Department of Medical Radiation Sciences, Sahlgrenska Academy, University of Gothenburg, Gothenburg, Sweden.
Department of Medical Physics, County Hospital Ryhov, Jönköping, Sweden.
Acta Oncol. 2022 Aug;61(8):1004-1011. doi: 10.1080/0284186X.2022.2092420. Epub 2022 Jul 29.
Respiratory-induced lung tumor motion may affect the delivered dose in stereotactic body radiation therapy (SBRT). Previous studies are often based on phantom studies for one specific treatment technique. In this study, the dosimetric effect of tumor motion was quantified in real patient geometries for different modulated treatments and tumor motion amplitudes for lung-SBRT.

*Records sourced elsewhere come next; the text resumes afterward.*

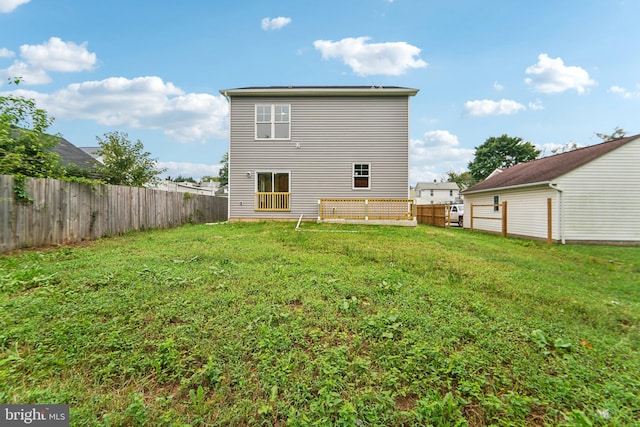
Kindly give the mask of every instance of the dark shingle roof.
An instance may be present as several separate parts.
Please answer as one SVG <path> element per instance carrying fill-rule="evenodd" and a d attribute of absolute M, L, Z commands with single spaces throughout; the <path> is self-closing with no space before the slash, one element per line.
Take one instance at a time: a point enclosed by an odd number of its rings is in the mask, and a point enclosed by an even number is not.
<path fill-rule="evenodd" d="M 221 89 L 224 96 L 414 96 L 418 89 L 400 86 L 249 86 Z"/>
<path fill-rule="evenodd" d="M 543 157 L 526 163 L 520 163 L 466 189 L 463 194 L 494 188 L 515 187 L 527 184 L 546 183 L 590 161 L 633 141 L 640 135 L 603 142 L 589 147 L 579 148 L 554 156 Z"/>
<path fill-rule="evenodd" d="M 96 159 L 62 137 L 58 138 L 58 144 L 51 151 L 58 153 L 63 165 L 74 163 L 81 168 L 93 170 L 97 164 Z"/>

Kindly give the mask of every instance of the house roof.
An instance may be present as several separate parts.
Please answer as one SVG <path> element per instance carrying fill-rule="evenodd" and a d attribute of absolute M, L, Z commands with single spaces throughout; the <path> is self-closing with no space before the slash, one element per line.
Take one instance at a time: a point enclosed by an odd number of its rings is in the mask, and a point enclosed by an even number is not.
<path fill-rule="evenodd" d="M 224 96 L 414 96 L 418 89 L 399 86 L 251 86 L 221 89 Z"/>
<path fill-rule="evenodd" d="M 74 163 L 81 168 L 95 169 L 96 159 L 85 153 L 66 139 L 59 137 L 58 144 L 51 149 L 60 156 L 60 163 L 68 165 Z"/>
<path fill-rule="evenodd" d="M 416 184 L 416 191 L 421 190 L 459 190 L 455 182 L 419 182 Z"/>
<path fill-rule="evenodd" d="M 520 187 L 534 184 L 545 184 L 571 172 L 600 156 L 640 138 L 640 135 L 603 142 L 573 151 L 543 157 L 526 163 L 520 163 L 500 173 L 493 173 L 489 178 L 464 190 L 463 194 L 493 190 L 496 188 Z"/>

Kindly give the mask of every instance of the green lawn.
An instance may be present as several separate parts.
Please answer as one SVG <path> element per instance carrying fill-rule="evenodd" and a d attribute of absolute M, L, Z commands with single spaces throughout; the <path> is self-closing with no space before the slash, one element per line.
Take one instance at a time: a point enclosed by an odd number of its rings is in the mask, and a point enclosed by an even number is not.
<path fill-rule="evenodd" d="M 71 425 L 640 423 L 640 248 L 294 228 L 0 256 L 0 403 Z"/>

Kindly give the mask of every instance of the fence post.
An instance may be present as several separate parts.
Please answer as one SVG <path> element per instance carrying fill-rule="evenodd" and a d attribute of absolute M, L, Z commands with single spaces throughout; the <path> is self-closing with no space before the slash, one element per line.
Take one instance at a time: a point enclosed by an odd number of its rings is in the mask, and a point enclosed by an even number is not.
<path fill-rule="evenodd" d="M 469 206 L 471 206 L 471 212 L 469 214 L 469 219 L 471 221 L 469 222 L 469 228 L 473 231 L 473 203 L 470 203 Z"/>
<path fill-rule="evenodd" d="M 549 197 L 547 199 L 547 245 L 549 246 L 553 243 L 553 227 L 551 223 L 553 210 L 551 208 L 551 197 Z"/>
<path fill-rule="evenodd" d="M 502 202 L 502 237 L 507 237 L 507 202 Z"/>

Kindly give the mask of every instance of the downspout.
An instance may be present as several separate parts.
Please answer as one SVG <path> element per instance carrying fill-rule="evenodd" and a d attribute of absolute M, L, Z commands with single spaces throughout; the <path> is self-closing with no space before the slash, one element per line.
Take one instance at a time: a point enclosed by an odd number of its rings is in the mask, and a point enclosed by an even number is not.
<path fill-rule="evenodd" d="M 562 197 L 563 190 L 558 187 L 558 184 L 549 183 L 549 188 L 556 190 L 558 192 L 557 202 L 558 202 L 558 217 L 559 217 L 559 226 L 560 226 L 560 241 L 562 244 L 566 244 L 565 235 L 564 235 L 564 198 Z"/>

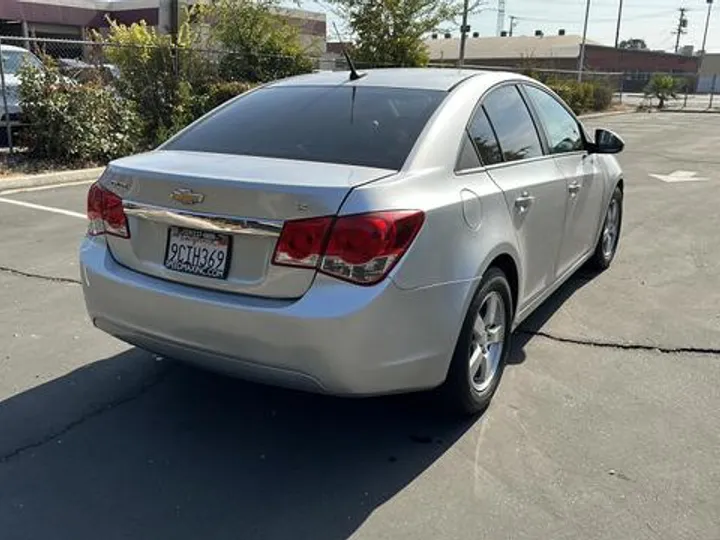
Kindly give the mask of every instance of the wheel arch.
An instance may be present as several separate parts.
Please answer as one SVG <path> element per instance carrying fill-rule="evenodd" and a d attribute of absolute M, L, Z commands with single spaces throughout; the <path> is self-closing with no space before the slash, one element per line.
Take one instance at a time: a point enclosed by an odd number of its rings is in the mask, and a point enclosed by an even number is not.
<path fill-rule="evenodd" d="M 507 277 L 508 284 L 510 285 L 510 292 L 512 293 L 512 308 L 514 320 L 515 314 L 518 312 L 518 304 L 520 303 L 520 299 L 522 298 L 523 294 L 523 272 L 522 265 L 520 264 L 519 253 L 515 250 L 515 247 L 513 245 L 504 243 L 498 245 L 485 258 L 485 263 L 479 269 L 478 276 L 475 281 L 475 286 L 472 288 L 472 294 L 466 301 L 464 313 L 467 313 L 467 310 L 470 308 L 472 299 L 475 297 L 478 289 L 480 288 L 480 283 L 482 282 L 483 276 L 485 276 L 487 271 L 493 267 L 500 269 L 505 274 L 505 277 Z"/>
<path fill-rule="evenodd" d="M 502 253 L 500 255 L 497 255 L 490 262 L 490 264 L 488 265 L 488 269 L 490 268 L 497 268 L 501 270 L 508 280 L 508 284 L 510 285 L 510 293 L 512 296 L 512 309 L 514 317 L 515 313 L 517 312 L 518 299 L 520 295 L 520 274 L 518 272 L 517 263 L 515 262 L 515 259 L 510 256 L 510 254 Z M 487 272 L 487 269 L 485 271 Z"/>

A simulation method using deformable image registrations and 4-dimensional computed tomographies (4DCT) was developed to assess the dosimetric effects of tumor motion. The method was evaluated with ionization chamber and Gafchromic film measurements in a thorax phantom and used to simulate the effect for 15 patients with lung tumors moving 7.3-27.4 mm. Four treatment plans with different complexities were created for each patient and the motion-induced dosimetric effect to the gross tumor volume (GTV) was simulated. The difference between the planned dose to the static tumor and the simulated delivered dose to the moving tumor was quantified for the near minimum (D), near maximum (D) and mean dose (D) to the GTV as well as the largest observed local difference within the GTV (Max).
No correlation was found between the dose differences and the tumor motion amplitude or plan complexity. However, the largest deviations were observed for tumors moving >15.0 mm. The simulated delivered dose was within 2.5% from the planned dose for D (tumors moving <15 mm) and within 3.3% (tumors moving >15 mm). The corresponding values were 1.7% vs. 6.4% (D); 1.7% vs. 2.4% (D) and 8.9% vs. 35.2% (Max). Using less complex treatment techniques minimized Max for tumors moving >15.0 mm.
The dosimetric effects of respiratory-induced motion during lung SBRT are patient and plan specific. The magnitude of the dosimetric effect cannot be assessed solely based upon tumor motion amplitude or plan complexity.
呼吸引起的肺部肿瘤运动可能会影响立体定向体部放射治疗(SBRT)中的剂量分布。以往的研究通常基于特定治疗技术的体模研究。在这项研究中,我们在真实患者的解剖结构中量化了肿瘤运动的剂量学效应,以及不同调强治疗和肿瘤运动幅度对肺部 SBRT 的影响。
我们开发了一种使用形变图像配准和 4 维 CT(4DCT)的模拟方法,用于评估肿瘤运动的剂量学效应。该方法通过在体模中的电离室和 Gafchromic 胶片测量进行了评估,并用于模拟 15 例肺部肿瘤运动幅度为 7.3-27.4mm 的患者的效应。为每位患者创建了 4 种不同复杂性的治疗计划,并模拟了运动对大体肿瘤体积(GTV)的剂量学影响。静态肿瘤的计划剂量与运动肿瘤的模拟剂量之间的差异,被量化为 GTV 的近最小剂量(D)、近最大剂量(D)和平均剂量(D)以及 GTV 内最大观察到的局部差异(Max)。
我们没有发现剂量差异与肿瘤运动幅度或计划复杂性之间存在相关性。然而,最大的偏差发生在肿瘤运动幅度>15mm 的情况下。对于 D(肿瘤运动幅度<15mm),模拟的剂量分布与计划剂量相差在 2.5%以内;对于 D(肿瘤运动幅度>15mm),相差在 3.3%以内。相应的数值分别为 1.7%对 6.4%(D);1.7%对 2.4%(D)和 8.9%对 35.2%(Max)。使用更简单的治疗技术可以使肿瘤运动幅度>15mm 时的 Max 最小化。
肺部 SBRT 期间呼吸引起的运动的剂量学效应是患者和计划特异性的。剂量学效应的幅度不能仅仅根据肿瘤运动幅度或计划复杂性来评估。